A diagnosis of glaucoma can be alarming, but thankfully there are many treatment options available in the form of eye drops, lasers or surgeries. Glaucoma is not curable, but if diagnosed and treated early, the disease process can be greatly slowed or even prevented. The goal of treatment is to lower the eye pressure and slow down the glaucoma.

Medication For Glaucoma:

A variety of eye drops can be used to reduce eye pressure. Additionally, for individuals who qualify, there are pharmaceutical implants available.

Lasers For Glaucoma:

Eye Consultants has access to state of the art laser technology that can help treat your glaucoma. By addressing the trabecular meshwork or the eye’s drainage channel, selective laser trabeculoplasty (SLT) can reduce eye pressure. The laser known as micropulse cyclophotocoagulation (CPC) can reduce eye pressure by treating the ciliary body tissue. Laser Peripheral Iridotomy (LPI) can assist individuals with narrow-angle glaucoma avoid a pressure increase.

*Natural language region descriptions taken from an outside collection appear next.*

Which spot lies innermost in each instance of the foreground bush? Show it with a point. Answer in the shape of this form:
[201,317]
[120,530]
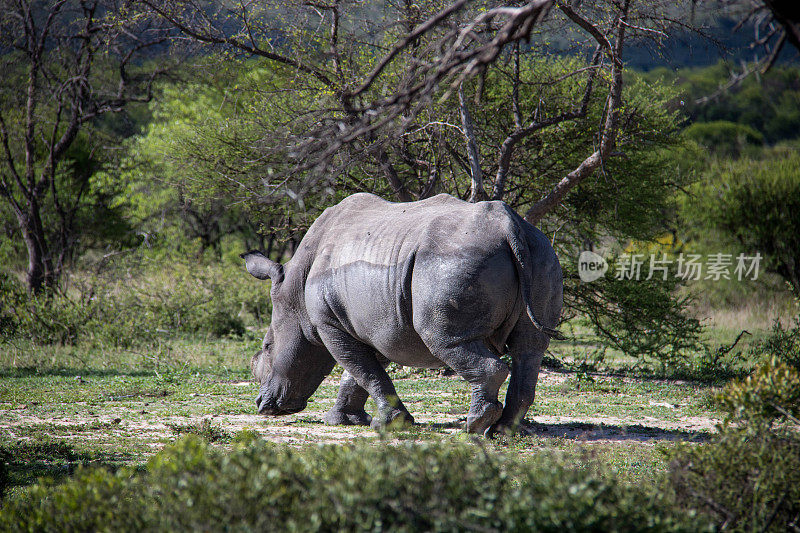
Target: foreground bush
[191,486]
[748,478]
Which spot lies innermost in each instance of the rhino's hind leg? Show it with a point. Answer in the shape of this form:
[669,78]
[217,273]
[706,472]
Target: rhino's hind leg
[485,372]
[526,347]
[366,369]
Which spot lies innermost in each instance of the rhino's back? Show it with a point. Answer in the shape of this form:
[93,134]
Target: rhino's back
[391,274]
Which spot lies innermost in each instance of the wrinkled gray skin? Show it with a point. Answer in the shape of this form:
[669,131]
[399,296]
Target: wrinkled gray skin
[424,284]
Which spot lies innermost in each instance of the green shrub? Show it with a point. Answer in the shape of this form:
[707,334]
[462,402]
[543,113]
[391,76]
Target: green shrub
[135,301]
[723,137]
[772,392]
[421,487]
[749,478]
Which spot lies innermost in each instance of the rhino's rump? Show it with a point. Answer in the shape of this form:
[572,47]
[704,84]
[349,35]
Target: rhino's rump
[406,280]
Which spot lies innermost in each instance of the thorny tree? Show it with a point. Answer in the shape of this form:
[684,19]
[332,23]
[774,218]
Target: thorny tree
[65,64]
[369,77]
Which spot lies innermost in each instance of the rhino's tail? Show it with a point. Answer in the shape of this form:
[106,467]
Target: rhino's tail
[521,252]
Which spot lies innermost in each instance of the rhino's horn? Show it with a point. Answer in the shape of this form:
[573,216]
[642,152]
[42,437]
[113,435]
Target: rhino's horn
[262,267]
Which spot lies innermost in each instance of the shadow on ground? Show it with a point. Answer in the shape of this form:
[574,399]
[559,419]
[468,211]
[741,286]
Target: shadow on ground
[584,431]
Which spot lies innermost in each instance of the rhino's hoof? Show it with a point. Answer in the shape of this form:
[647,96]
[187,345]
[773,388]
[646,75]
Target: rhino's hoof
[498,430]
[334,417]
[394,421]
[481,422]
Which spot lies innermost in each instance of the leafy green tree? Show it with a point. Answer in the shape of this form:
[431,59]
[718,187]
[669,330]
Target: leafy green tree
[65,65]
[755,202]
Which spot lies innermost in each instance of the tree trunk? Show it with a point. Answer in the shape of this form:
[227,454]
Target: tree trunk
[40,273]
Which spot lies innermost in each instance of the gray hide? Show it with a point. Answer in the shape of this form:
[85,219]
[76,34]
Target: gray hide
[424,284]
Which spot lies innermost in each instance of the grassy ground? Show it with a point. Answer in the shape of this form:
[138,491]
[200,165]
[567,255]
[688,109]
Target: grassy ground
[62,407]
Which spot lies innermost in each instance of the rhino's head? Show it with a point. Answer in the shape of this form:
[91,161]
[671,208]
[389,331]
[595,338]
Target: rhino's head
[288,368]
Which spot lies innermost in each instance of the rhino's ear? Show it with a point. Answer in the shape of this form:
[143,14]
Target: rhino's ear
[262,267]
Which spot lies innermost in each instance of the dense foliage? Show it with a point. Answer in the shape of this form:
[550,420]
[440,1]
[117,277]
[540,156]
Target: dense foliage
[749,475]
[423,487]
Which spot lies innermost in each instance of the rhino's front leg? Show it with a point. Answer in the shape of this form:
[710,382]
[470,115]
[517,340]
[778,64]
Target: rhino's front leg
[367,370]
[349,407]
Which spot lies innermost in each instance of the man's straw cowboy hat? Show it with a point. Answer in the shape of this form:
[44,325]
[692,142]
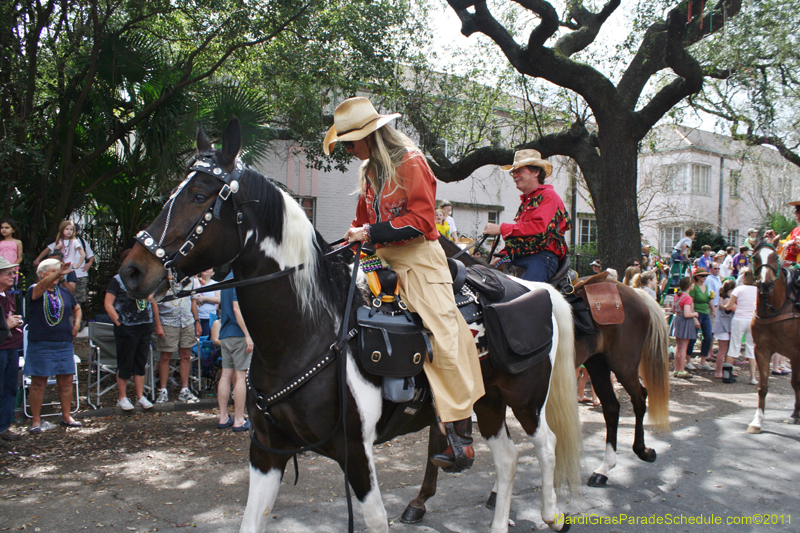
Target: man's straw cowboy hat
[354,119]
[525,158]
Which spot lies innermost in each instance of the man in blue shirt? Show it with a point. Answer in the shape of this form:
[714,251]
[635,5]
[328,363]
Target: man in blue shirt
[237,350]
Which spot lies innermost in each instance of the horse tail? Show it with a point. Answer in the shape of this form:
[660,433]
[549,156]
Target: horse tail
[654,364]
[561,407]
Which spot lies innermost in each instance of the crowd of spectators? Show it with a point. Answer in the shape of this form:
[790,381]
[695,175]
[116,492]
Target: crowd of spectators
[54,318]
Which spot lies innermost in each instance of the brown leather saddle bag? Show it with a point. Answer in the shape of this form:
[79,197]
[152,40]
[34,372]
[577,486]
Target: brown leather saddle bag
[604,303]
[520,332]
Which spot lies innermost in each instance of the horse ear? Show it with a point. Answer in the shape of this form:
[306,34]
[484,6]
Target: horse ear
[231,142]
[203,144]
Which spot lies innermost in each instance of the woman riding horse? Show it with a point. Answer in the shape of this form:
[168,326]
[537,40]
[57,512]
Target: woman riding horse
[310,391]
[395,212]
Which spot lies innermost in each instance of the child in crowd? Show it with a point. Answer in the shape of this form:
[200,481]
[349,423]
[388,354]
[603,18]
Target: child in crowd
[684,325]
[441,223]
[66,245]
[10,245]
[743,300]
[705,259]
[739,262]
[721,329]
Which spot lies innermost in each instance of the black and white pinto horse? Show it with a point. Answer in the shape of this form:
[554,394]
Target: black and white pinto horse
[224,213]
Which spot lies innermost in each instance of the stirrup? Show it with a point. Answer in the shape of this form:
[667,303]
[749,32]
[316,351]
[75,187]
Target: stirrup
[460,461]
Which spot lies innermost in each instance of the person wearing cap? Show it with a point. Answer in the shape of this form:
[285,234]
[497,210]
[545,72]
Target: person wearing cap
[740,261]
[705,259]
[791,245]
[535,240]
[50,349]
[395,213]
[751,240]
[447,207]
[701,296]
[10,343]
[726,267]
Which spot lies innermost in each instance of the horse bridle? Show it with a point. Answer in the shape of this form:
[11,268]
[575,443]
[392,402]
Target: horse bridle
[765,288]
[203,163]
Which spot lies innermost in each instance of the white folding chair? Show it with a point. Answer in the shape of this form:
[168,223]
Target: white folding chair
[26,383]
[103,364]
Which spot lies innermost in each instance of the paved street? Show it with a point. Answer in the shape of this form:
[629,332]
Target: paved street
[171,470]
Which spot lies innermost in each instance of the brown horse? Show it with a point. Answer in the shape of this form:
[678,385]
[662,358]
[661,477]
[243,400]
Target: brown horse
[636,348]
[775,327]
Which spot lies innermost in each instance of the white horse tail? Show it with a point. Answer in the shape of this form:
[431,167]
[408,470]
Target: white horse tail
[654,364]
[561,407]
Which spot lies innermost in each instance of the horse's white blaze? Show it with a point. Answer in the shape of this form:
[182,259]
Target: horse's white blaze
[544,446]
[758,419]
[609,461]
[260,499]
[297,247]
[247,236]
[504,456]
[370,404]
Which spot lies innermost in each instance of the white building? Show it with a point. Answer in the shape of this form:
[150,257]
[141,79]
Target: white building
[687,178]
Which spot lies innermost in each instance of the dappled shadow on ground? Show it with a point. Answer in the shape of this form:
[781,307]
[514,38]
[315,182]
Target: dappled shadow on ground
[147,472]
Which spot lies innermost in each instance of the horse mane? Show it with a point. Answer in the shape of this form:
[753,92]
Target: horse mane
[289,238]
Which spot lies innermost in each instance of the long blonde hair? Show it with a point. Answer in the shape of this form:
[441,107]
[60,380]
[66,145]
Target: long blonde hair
[64,224]
[386,152]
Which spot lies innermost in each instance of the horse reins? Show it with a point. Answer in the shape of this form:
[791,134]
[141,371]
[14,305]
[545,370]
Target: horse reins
[205,164]
[765,289]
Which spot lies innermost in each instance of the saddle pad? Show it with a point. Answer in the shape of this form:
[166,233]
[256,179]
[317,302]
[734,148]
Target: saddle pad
[604,303]
[493,285]
[520,332]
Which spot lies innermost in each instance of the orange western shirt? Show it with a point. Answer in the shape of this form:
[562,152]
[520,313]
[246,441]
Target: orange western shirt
[399,214]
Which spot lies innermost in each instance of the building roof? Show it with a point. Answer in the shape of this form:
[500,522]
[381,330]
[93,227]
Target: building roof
[670,138]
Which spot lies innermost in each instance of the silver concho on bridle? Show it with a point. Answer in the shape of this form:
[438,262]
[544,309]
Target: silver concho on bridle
[231,186]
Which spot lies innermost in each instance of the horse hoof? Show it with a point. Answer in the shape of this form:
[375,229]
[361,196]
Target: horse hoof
[492,501]
[412,515]
[597,480]
[649,455]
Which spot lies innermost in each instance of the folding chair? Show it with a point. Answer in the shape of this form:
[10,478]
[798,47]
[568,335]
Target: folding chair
[103,364]
[26,383]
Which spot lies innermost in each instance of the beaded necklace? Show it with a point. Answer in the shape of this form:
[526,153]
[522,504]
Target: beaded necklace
[370,263]
[53,306]
[65,248]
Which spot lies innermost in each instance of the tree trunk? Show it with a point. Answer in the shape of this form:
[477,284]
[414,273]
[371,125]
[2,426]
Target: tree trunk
[614,196]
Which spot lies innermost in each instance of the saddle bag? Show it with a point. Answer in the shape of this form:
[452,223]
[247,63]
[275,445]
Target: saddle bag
[392,341]
[520,332]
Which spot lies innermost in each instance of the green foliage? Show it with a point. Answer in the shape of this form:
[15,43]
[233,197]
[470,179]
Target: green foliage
[780,223]
[100,112]
[757,91]
[711,238]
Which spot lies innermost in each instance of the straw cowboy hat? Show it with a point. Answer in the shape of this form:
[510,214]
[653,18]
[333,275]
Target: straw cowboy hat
[354,119]
[524,158]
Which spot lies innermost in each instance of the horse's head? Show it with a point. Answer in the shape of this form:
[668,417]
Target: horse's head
[197,228]
[765,265]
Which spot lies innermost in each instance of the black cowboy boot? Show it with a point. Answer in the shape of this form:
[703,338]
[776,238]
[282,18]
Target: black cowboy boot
[459,454]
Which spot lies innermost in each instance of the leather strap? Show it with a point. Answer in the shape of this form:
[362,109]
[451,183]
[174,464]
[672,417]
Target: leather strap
[777,318]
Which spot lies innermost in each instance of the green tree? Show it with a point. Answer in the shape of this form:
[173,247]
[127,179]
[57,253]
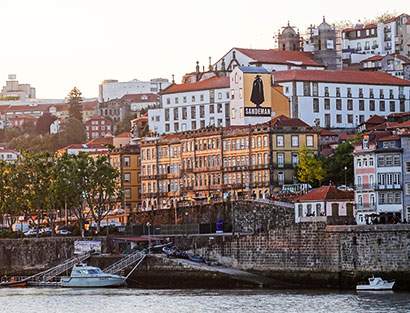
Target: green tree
[309,169]
[335,165]
[74,101]
[103,190]
[72,131]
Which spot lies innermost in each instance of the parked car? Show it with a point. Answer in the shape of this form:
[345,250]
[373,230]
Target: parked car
[63,232]
[30,232]
[46,230]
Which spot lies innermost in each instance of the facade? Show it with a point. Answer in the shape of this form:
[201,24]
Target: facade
[324,44]
[216,162]
[192,106]
[254,100]
[127,160]
[271,60]
[387,37]
[378,177]
[14,90]
[289,40]
[98,126]
[327,204]
[342,99]
[113,89]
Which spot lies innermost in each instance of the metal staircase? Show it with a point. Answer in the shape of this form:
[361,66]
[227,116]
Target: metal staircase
[48,277]
[125,262]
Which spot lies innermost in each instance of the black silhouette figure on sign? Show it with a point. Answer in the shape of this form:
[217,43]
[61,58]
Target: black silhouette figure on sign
[257,95]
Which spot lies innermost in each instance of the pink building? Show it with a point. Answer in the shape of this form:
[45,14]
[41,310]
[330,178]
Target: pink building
[98,126]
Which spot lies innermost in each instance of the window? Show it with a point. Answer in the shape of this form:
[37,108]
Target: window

Minimally Invasive Glaucoma Surgery:

Dr. Bala is a specialist in using lasers and minimally invasive surgery to treat glaucoma. She could suggest a Hydrus microstent, an iStent, an OMNI canaloplasty, or a Kahook Dual Blade Goniotomy procedure.

Minimally Invasive Glaucoma Surgery

iStent injection
iStent injection

The iStent is a tiny glaucoma implant that increases natural canal outflow to reduce eye pressure. The titanium implant can open several channels to reduce ocular pressure. Together with cataract surgery, this is done.

The Hydrus Microstent
The Hydrus Microstent

In glaucoma patients undergoing cataract surgery, a minimally invasive stent called the Hydrus Microstent is inserted. It is positioned in Schlemm's canal and acts as a scaffold to guide flow down the usual course and reduce intraocular pressure.

Kahook Dual blade
Kahook Dual blade

The Kahook Dual blade may be used to relieve eye strain and open the eye's natural drainage system. The KDB can enhance fluid outflow and open the drainage canal (the trabecular meshwork), lowering ocular pressure. When necessary, this is sometimes combined with cataract surgery.

OMNI vasodilation and canaloplasty

The OMNI can mechanically open the natural drainage canal as well as dilate it using a microcatheter. After the drainage canal has been made more accessible, the typical outflow route can be used to reduce ocular pressure.